La dichiarazione riconosce un rinnovato impegno nelle relazioni tra Unione Europea e America Latina-Caraibi, ma denuncia come le attuali dinamiche economiche e commerciali perpetuino modelli estrattivisti, disuguaglianze storiche e concentrazioni di potere economico. Questi modelli, eredità del colonialismo, relegano la regione latinoamericana al ruolo di fornitrice di materie prime, mentre la maggior parte del valore aggiunto viene generato altrove, aggravando la dipendenza e limitando lo sviluppo locale.
Inoltre, la dichiarazione chiede di riformare i meccanismi finanziari internazionali e affrontare la crescente crisi del debito, che ostacola il raggiungimento degli obiettivi di sviluppo sostenibile.
Le organizzazioni firmatarie sostengono gli accordi internazionali sul clima e la biodiversità (COP26, COP27, COP16, Accordo di Parigi) e ribadiscono l’urgenza di una decarbonizzazione equa e inclusiva, l’accesso universale alle energie rinnovabili e la lotta alla povertà energetica.
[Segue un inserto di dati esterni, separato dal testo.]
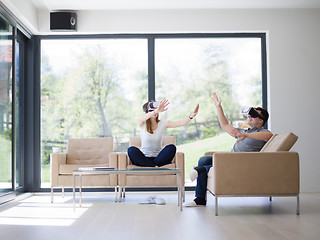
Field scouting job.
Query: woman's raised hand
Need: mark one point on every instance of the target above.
(215, 99)
(195, 112)
(163, 106)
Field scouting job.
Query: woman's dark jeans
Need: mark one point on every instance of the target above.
(164, 157)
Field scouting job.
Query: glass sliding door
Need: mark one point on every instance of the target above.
(18, 107)
(6, 64)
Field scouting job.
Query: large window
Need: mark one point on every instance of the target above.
(96, 87)
(5, 106)
(90, 88)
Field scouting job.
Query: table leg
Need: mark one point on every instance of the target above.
(180, 191)
(74, 192)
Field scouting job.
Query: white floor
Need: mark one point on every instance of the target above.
(101, 218)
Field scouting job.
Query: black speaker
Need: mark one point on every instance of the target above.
(63, 21)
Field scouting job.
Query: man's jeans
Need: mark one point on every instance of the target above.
(201, 188)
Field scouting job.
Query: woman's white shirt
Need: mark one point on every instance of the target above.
(151, 143)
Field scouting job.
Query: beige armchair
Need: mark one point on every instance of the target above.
(85, 152)
(274, 171)
(154, 180)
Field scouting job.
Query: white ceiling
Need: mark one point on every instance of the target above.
(52, 5)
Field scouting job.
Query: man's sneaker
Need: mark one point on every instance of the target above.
(193, 174)
(197, 202)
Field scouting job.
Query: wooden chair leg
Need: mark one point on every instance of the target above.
(216, 198)
(298, 205)
(51, 194)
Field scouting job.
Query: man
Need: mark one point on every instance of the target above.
(248, 140)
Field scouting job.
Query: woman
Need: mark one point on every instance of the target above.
(152, 129)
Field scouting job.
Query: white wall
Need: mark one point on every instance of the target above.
(293, 61)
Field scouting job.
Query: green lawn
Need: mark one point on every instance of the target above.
(193, 151)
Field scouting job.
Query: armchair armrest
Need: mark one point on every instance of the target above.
(56, 159)
(180, 160)
(122, 165)
(256, 173)
(122, 161)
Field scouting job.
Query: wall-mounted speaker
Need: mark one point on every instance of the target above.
(63, 21)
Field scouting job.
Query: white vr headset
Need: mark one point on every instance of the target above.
(251, 112)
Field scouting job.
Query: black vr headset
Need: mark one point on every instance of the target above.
(251, 112)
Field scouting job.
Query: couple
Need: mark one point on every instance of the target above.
(152, 129)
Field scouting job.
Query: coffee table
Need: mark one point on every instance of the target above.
(136, 171)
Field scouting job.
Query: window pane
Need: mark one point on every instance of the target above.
(5, 107)
(189, 70)
(90, 88)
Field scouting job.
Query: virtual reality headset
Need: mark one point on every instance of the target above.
(251, 112)
(153, 105)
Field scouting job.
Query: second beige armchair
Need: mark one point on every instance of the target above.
(154, 180)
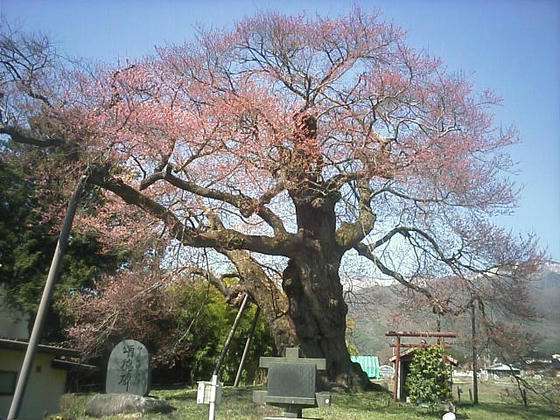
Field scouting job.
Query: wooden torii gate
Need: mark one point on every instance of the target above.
(441, 336)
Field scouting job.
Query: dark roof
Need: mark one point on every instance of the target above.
(70, 365)
(42, 348)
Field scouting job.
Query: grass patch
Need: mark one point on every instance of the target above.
(237, 405)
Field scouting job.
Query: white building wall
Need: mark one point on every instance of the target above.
(44, 387)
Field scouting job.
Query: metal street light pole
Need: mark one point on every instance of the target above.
(45, 301)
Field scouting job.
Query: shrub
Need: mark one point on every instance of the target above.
(429, 379)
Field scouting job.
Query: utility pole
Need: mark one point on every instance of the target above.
(45, 302)
(475, 355)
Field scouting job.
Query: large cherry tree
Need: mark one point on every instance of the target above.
(292, 146)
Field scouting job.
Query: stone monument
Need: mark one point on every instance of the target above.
(128, 370)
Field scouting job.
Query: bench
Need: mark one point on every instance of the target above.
(292, 384)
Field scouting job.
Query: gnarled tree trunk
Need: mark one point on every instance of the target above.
(315, 294)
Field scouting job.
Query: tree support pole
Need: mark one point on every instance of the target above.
(212, 407)
(45, 301)
(246, 349)
(397, 378)
(230, 335)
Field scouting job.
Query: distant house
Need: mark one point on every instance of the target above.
(47, 381)
(404, 368)
(369, 364)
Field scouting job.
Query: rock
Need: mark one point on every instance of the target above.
(111, 404)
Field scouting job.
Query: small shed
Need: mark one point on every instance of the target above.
(49, 372)
(404, 367)
(369, 364)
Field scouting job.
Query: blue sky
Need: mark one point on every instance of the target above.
(511, 46)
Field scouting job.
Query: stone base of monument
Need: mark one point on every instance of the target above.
(112, 404)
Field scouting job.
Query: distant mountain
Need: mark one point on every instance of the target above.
(374, 310)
Si chiede di superare i modelli estrattivisti, promuovendo la pace attraverso la giustizia sociale e ambientale, e tutelando i diritti di lavoratori, donne, giovani, persone con disabilità, piccoli agricoltori e popolazioni indigene.
La dichiarazione condanna infine il degrado ambientale e le violazioni dei diritti umani legate all’estrazione mineraria, chiedendo il rispetto del consenso libero, preventivo e informato delle comunità coinvolte, in linea con la Convenzione 169 dell’OIL e l’Accordo di Escazú.
Le nuove iniziative strategiche europee, come il Global Gateway, sono invece ancora marcatamente estrattiviste mirate a privilegiare gli interessi delle imprese europee a discapito dello sviluppo locale, della lotta alla povertà e della tutela dei diritti umani. Per tutto questo, la società civile riunite in un vertice parallelo a quello dei leader mondiali, chiede una revisione urgente degli accordi commerciali, sostituendo la logica estrattivista con un quadro di commercio equo, democratico e sostenibile e lancia un appello a UE e America Latina-Caraibi affinché, rappresentando insieme un terzo dei membri delle Nazioni Unite, promuovano un nuovo modello commerciale globale, fondato su giustizia climatica, equità sociale e sviluppo sostenibile. Senza processi equi, giustizia sociale e protezione sociale, non può esserci una transizione giusta; senza partecipazione, non c’è democrazia.